Model monitoring
What is model monitoring?
Model monitoring is an operational stage in the machine learning lifecycle that comes after model deployment. It entails monitoring your ML models for changes such as model degradation, data drift, and concept drift, and ensuring that your model is maintaining an acceptable level of performance.
Machine learning models are often deployed to automate decisions and critical business processes (e.g., claims processing, fraud detection, and loan approval). These probabilistic ML models, unlike in traditional software, can change if production data diverge from the data used to train the model. Said differently, a model’s behavior is determined by the picture of the world it was “trained” against — but real-world data can diverge from the picture it “learned.” For example, if you trained a mouse to perfectly navigate a maze, the mouse would not perform as well when placed into a new maze it had not seen before.
Models can degrade for a variety of reasons: changes to your products or policies can affect how your customers behave; adversarial actors can adapt their behavior; data pipelines can break; and sometimes the world simply evolves.
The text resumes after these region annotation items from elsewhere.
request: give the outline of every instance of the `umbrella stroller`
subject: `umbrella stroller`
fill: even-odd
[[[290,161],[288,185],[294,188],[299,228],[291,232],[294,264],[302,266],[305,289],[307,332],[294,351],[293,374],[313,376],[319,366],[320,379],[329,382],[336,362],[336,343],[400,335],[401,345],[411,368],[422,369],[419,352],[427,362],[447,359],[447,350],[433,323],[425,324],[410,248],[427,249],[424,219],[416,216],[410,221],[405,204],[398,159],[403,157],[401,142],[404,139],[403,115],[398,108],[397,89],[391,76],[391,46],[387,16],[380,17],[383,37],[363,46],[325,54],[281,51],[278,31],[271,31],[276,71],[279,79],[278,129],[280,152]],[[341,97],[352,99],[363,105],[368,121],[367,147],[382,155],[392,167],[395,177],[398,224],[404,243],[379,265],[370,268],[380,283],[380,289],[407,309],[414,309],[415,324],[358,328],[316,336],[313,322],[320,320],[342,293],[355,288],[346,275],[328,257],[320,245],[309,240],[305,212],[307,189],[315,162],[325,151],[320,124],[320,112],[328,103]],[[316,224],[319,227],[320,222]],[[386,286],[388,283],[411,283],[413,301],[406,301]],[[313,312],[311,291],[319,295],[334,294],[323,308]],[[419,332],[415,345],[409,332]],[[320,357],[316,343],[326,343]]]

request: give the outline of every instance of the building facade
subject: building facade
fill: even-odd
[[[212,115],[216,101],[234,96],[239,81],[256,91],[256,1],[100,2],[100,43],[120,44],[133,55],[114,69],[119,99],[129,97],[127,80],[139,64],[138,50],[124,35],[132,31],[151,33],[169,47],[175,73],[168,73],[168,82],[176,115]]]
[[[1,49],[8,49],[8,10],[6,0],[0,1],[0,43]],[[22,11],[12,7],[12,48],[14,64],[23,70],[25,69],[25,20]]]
The most common reasons for model degradation fit under the categories of data drift and concept drift.
A new class of software has emerged recently to help with model monitoring. While typical functional monitoring schemes for uptime, usage, and response times are usually sufficient to ensure model SLAs are met and that models are online, model monitoring software helps with more specialized metrics to monitor model predictions, data (input) drift, and concept drift.
Model monitoring tools such as Domino Model Monitor are available to automate model evaluation and provide alerts when production models have degraded to the point where an expert should perform a detailed evaluation.
Domino model monitor
Expertise is needed to set up systems to ensure that a monitoring program effectively manages the entire portfolio of model assets. Every statistically-based monitoring system will produce false alarms (aka, type-I errors) and will miss real issues (aka, type-II errors). Statistical expertise is needed to manage the balance of type-I and type-II errors and identify early signs of model health degradation. Model monitoring cannot be left to IT or data engineering alone; data scientists share responsibility for the proper monitoring of models.
Finally, model monitoring should complete the feedback loop to model research by alerting for, or automatically triggering, the retraining of models that have degraded.